Interviews are where we get qualitative. We dig into the hopes, dreams and aspirations of the potential consumer. Getting quality results out of surveys or interviews isn't as easy as asking a few questions. We use our experience to avoid swaying answers, ask open-ended questions and measure their pain. For example, "On a scale of one to ten, how frustrating is it waiting in line for your coffee every morning?"
4. Feedback analysis
Weigh the data against your hypothesis. During feedback is where you should find areas of growth that can be capitalized upon.
During a customer-discovery interview, we calculate a product-market (P/M) fit and net-promoter score (NPS). Feedback from two simple questions will deliver your P/M fit and NPS scores, respectively: "How disappointed would you be if this didn't exist?" and "How likely are you to recommend this product to a friend or colleague?"
The product or market fit is established if greater than 40% of participants say they would be very disappointed if your product didn't exist. NPS is calculated by ranking each answer and subtracting percent of detractors by the percent of promotors. We use the following to categorize each answer (<6 = detractor, 7-8 = passives, 9-10 = promotors). A NPS of above 20 is favorable, above 50 is excellent and over 80 is world class.

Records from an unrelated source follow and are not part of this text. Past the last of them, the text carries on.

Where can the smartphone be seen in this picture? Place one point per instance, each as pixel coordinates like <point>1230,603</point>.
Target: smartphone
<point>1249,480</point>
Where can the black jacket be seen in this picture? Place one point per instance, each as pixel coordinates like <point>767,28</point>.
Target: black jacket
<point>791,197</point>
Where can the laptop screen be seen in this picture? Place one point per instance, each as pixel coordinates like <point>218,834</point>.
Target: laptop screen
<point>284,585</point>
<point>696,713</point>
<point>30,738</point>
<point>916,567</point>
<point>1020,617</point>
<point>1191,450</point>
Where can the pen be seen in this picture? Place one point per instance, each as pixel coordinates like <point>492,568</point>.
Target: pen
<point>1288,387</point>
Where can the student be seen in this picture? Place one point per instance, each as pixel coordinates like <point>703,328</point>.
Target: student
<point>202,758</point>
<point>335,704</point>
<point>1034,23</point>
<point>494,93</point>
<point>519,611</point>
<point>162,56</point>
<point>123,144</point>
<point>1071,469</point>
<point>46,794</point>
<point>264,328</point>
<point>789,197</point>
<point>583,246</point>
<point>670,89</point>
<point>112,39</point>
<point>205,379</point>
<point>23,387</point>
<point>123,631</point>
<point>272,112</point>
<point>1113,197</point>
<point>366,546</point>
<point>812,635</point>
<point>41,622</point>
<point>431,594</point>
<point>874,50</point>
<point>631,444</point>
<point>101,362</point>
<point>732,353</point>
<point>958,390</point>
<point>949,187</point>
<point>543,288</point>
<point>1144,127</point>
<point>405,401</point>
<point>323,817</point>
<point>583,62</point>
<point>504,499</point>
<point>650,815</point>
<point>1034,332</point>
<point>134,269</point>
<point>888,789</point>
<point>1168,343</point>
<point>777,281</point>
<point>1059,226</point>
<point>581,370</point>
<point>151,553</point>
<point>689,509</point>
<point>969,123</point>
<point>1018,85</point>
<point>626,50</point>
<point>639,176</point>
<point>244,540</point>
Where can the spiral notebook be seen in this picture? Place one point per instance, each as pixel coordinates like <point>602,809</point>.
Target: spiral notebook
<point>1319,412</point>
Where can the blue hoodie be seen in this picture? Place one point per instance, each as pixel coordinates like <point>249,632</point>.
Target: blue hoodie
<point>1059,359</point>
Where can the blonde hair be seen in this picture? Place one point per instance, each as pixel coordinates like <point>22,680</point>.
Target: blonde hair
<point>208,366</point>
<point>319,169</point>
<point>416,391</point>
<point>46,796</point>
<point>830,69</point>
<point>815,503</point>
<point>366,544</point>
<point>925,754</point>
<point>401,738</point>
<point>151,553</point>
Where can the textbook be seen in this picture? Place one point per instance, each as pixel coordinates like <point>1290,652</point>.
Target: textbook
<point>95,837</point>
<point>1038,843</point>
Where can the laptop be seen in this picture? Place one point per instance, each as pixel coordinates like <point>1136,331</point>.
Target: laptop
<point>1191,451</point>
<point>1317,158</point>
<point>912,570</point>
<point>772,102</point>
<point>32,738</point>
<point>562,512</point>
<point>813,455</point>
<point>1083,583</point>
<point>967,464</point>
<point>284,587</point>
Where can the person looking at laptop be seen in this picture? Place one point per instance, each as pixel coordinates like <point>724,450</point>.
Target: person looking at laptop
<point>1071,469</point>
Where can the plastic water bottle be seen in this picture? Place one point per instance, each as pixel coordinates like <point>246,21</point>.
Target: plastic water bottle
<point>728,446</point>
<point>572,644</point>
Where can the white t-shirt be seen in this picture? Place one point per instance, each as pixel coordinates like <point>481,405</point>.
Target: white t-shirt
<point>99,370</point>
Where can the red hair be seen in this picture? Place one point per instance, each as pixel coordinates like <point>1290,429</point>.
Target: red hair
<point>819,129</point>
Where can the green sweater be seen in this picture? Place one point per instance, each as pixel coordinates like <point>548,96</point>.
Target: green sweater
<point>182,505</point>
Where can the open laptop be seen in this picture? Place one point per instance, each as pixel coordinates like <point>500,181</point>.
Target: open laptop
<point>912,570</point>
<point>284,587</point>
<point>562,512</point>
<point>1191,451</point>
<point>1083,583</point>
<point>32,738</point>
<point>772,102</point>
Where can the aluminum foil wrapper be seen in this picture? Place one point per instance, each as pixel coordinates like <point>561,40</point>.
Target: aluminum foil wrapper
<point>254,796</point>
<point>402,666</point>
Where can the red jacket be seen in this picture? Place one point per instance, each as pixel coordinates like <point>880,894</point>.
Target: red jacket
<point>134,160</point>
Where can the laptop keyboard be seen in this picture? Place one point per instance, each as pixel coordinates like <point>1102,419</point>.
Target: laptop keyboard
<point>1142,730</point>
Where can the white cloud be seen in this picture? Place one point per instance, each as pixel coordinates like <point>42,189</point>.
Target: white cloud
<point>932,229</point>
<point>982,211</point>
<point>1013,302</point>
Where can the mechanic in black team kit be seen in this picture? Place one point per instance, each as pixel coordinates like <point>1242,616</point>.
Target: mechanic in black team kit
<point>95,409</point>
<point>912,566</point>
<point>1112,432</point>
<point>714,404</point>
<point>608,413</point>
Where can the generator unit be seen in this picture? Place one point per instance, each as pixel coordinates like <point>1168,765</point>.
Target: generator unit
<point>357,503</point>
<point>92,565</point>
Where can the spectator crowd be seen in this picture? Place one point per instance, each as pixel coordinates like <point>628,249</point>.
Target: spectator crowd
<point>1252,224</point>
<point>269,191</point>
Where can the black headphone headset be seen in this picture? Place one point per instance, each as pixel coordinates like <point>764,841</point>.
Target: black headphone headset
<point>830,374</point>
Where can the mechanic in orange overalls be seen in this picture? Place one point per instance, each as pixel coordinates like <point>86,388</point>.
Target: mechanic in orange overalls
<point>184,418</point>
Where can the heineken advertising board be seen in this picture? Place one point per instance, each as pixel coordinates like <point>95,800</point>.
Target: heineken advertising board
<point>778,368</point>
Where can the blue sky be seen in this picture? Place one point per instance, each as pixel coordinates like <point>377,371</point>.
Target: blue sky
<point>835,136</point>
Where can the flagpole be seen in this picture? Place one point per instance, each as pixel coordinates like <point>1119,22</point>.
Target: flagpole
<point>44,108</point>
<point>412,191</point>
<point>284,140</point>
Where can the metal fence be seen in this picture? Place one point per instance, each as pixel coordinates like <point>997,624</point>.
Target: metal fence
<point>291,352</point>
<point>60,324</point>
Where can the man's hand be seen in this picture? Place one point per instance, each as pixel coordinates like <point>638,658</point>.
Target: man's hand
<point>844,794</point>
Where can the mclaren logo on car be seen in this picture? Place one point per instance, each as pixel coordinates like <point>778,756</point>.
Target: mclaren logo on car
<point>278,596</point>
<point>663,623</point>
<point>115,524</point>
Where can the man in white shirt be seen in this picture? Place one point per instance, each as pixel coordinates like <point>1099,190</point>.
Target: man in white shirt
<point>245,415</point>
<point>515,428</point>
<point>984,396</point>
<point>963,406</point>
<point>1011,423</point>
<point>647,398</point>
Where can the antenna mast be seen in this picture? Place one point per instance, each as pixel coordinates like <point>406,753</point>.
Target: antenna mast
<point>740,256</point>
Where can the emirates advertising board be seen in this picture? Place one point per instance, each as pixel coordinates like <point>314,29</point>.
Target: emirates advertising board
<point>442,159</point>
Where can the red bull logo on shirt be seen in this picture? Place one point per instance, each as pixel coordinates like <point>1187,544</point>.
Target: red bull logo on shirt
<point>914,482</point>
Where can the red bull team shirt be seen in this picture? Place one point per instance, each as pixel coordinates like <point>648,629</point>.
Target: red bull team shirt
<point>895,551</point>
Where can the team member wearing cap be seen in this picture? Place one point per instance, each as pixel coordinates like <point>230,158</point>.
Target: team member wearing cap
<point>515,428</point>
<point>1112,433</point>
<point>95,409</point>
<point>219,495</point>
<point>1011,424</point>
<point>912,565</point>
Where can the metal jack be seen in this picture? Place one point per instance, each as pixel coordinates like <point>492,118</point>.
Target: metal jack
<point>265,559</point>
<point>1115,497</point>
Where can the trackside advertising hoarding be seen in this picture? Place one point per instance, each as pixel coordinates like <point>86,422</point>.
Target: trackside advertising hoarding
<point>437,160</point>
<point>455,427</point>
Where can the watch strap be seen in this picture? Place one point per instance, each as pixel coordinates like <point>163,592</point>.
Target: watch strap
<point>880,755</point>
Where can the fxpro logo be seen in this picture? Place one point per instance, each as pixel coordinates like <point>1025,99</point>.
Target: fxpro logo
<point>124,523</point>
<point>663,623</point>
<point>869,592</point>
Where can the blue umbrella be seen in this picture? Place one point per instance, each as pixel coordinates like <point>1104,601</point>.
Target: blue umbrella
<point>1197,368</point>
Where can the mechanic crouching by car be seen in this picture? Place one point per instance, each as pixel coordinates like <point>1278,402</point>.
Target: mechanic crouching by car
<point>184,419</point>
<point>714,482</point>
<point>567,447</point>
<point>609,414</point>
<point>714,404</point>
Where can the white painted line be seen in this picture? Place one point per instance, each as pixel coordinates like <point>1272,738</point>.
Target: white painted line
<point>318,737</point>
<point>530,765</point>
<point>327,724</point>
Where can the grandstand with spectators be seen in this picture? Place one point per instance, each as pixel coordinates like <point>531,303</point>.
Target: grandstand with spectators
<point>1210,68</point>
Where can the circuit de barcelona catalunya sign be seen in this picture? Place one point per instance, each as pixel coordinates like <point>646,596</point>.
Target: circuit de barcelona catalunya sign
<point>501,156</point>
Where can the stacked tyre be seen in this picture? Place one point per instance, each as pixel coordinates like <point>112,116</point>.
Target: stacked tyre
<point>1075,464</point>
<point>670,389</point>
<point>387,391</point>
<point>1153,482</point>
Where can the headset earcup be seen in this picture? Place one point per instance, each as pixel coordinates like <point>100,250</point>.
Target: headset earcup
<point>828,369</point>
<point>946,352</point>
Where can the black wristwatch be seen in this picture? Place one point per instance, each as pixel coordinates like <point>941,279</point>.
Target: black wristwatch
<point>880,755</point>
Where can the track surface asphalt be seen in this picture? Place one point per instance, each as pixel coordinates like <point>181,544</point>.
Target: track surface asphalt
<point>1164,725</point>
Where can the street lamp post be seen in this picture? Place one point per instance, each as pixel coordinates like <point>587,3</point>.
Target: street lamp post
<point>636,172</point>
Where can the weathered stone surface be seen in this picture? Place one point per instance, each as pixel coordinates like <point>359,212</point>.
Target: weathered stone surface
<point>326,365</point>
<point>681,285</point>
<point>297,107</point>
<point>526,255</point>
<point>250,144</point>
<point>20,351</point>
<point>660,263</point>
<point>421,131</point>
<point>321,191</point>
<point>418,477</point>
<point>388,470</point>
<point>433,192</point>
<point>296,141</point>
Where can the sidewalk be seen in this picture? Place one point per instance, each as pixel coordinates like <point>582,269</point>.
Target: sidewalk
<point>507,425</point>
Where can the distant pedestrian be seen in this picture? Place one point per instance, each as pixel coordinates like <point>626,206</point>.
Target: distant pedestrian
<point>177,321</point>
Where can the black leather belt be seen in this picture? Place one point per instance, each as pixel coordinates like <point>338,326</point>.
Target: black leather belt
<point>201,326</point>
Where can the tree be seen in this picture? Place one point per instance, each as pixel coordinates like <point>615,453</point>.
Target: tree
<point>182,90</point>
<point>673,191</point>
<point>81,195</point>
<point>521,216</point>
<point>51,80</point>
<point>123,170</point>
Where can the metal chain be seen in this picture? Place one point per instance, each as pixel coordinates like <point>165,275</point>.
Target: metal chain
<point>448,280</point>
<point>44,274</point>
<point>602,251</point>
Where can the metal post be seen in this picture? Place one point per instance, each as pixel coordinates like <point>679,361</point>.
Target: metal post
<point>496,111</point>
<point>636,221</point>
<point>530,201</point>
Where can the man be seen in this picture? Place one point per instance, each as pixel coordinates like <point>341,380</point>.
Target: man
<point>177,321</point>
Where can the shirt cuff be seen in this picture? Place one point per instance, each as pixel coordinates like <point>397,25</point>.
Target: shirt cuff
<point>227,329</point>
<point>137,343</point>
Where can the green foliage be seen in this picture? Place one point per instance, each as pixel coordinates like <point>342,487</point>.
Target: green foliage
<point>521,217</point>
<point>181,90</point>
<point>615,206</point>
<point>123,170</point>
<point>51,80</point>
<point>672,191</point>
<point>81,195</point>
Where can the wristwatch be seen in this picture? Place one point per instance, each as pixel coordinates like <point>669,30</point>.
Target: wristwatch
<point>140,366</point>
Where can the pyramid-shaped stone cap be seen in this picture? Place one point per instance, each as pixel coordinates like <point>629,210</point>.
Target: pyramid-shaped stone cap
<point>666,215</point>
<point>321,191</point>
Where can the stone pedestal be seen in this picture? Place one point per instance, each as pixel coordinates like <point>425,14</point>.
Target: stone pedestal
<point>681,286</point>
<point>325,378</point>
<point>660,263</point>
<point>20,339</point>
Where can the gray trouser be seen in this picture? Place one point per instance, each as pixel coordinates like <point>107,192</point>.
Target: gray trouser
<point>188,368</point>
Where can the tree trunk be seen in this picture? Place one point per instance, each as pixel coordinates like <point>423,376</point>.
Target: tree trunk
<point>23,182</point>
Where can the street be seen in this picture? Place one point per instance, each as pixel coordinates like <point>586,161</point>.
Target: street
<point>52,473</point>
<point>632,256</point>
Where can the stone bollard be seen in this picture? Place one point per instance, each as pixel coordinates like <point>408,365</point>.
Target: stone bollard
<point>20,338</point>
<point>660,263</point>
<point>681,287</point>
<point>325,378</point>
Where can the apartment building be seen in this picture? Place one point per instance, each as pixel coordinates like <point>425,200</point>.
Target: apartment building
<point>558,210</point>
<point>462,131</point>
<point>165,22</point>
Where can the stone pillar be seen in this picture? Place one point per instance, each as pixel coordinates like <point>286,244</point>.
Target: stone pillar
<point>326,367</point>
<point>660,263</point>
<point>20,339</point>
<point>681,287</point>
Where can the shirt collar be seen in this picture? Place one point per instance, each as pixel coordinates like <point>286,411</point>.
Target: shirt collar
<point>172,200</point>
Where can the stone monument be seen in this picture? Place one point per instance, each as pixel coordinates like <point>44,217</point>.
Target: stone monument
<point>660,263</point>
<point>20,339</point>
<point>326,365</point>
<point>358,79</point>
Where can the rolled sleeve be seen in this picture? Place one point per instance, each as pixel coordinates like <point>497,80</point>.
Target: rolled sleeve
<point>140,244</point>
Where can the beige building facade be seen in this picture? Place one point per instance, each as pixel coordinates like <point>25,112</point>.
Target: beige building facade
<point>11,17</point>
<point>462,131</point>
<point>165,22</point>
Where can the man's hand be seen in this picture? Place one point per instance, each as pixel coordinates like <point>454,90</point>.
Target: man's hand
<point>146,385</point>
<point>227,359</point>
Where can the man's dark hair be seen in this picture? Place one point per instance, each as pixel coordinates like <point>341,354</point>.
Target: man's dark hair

We recommend finding these metrics if you are operating a lean startup. Going in depth with methods such as affinity mapping and card sorting may not be necessary to find areas you can improve.
5. Focused iteration
As a startup, you are always looking to move as quickly as possible with limited resources. Conducting customer-discovery interviews is only half the fun; now, it's time to use those insights to develop your product! Having real user feedback helps create a fine-tuned process for minimizing delta (the difference between what your product does and what your cusotmer wants it to do). Finding opportunities for growth may take multiple studies concentrated on specific aspects of the business.
Whether you are looking to identify a new growth strategy, validate the initial business idea or test your UI/UX, customer discovery is critical. All entrepreneurs need to keep a finger on the pulse of their potential consumers, and the only way to do it is by hearing from them. Identifying and testing growth strategies without customer discovery is possible, but you risk blowing through capital and, even worse, building something that nobody wants.